Fittingly, the origin of the Hardy Boys franchise was veiled in its own kind of mystery for decades. In particular, there was never a Franklin W. Dixon. That’s the collective pseudonym of the stable of ghostwriters assembled by the publishing tycoon Edward Stratemeyer to crank out Hardy Boys books for his Stratemeyer Syndicate, as his book-packaging empire was called; he expected these writers not to divulge their real identities publicly. (The company also launched other popular children’s series, including Nancy Drew.)
Of the Dixon writers, the most influential is the first one, Leslie McFarlane, who wrote many of the series’ earlier volumes, beginning with the 1927 release and continuing into the ’40s. As the Ohio University journalism professor Marilyn S. Greenwald writes in her 2004 book, The Secret of the Hardy Boys: Leslie McFarlane and the Stratemeyer Syndicate, the indefatigable attachment that many people have to the books arises from McFarlane’s “mastery of narrative” and “the ability of the books to engage the senses, and the quirks that made the characters sympathetic and not wooden.”
Read: The mystery of the Hardy Boys and the invisible authors
That world-building is crucial.

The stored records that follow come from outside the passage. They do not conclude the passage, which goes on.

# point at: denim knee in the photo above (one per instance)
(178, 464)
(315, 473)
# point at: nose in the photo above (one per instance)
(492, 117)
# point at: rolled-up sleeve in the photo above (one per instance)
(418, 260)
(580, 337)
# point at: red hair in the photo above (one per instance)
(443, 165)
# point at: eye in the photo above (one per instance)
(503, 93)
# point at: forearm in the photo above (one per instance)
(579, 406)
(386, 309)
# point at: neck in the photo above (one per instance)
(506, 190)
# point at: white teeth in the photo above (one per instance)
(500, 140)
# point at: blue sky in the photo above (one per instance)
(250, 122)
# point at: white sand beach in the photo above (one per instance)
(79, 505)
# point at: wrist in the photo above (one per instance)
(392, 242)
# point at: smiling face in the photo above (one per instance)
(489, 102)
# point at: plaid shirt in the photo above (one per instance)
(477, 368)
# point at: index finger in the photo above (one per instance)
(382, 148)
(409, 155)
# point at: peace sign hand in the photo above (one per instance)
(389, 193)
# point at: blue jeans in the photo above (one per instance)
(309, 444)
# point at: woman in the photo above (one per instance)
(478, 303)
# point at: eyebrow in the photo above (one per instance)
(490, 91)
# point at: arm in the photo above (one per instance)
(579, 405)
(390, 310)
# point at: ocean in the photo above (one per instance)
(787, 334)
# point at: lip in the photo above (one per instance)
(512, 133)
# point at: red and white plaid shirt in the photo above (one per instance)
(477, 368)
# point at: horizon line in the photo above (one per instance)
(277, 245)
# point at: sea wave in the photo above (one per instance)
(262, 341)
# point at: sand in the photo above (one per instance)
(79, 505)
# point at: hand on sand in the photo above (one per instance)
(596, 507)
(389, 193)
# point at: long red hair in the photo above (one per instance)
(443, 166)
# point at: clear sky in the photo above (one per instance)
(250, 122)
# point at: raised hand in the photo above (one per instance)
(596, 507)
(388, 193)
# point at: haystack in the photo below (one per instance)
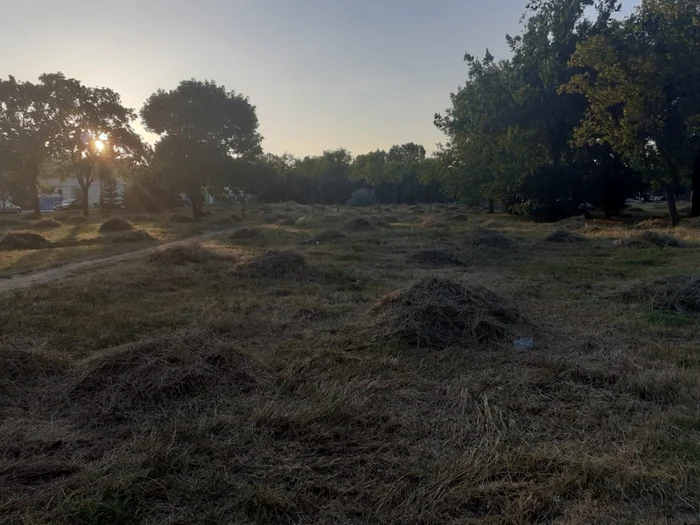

Take Frank and Joe’s friend, Chet Morton. One of the books’ most memorable characters, Chet has several distinguishing qualities: his skittishness, his where-does-it-all-go appetite, his playfulness, his sensitivity. These quirks—some of which American society tends to view as “effeminate”—offer up a more expansive vision of boyhood, one at odds with the traditional masculine ideal that prizes traits such as athleticism, unfeelingness, hard-nosed machismo, and, generally, being a man’s man (all to the detriment of boys as they grow up). “There was humor, there was friendship,” Greenwald told me in an interview, referring to the affable Chet. And in that way, she added, “there was a very minor subversive aspect to the books.” Think of it like this: While the franchise is named after the Hardys, it’s Chet who gives the books heart—and who gave my scrawny, closeted adolescent self a different boyishness to embrace. For instance, though I couldn’t put my finger on it when I was younger, there was always something delightfully transgressive about the fact that Chet’s car, depicted in the books as the “pride” of his life, is named The Queen. These days, I like to imagine that detail as a winking inside joke with the observant queer reader.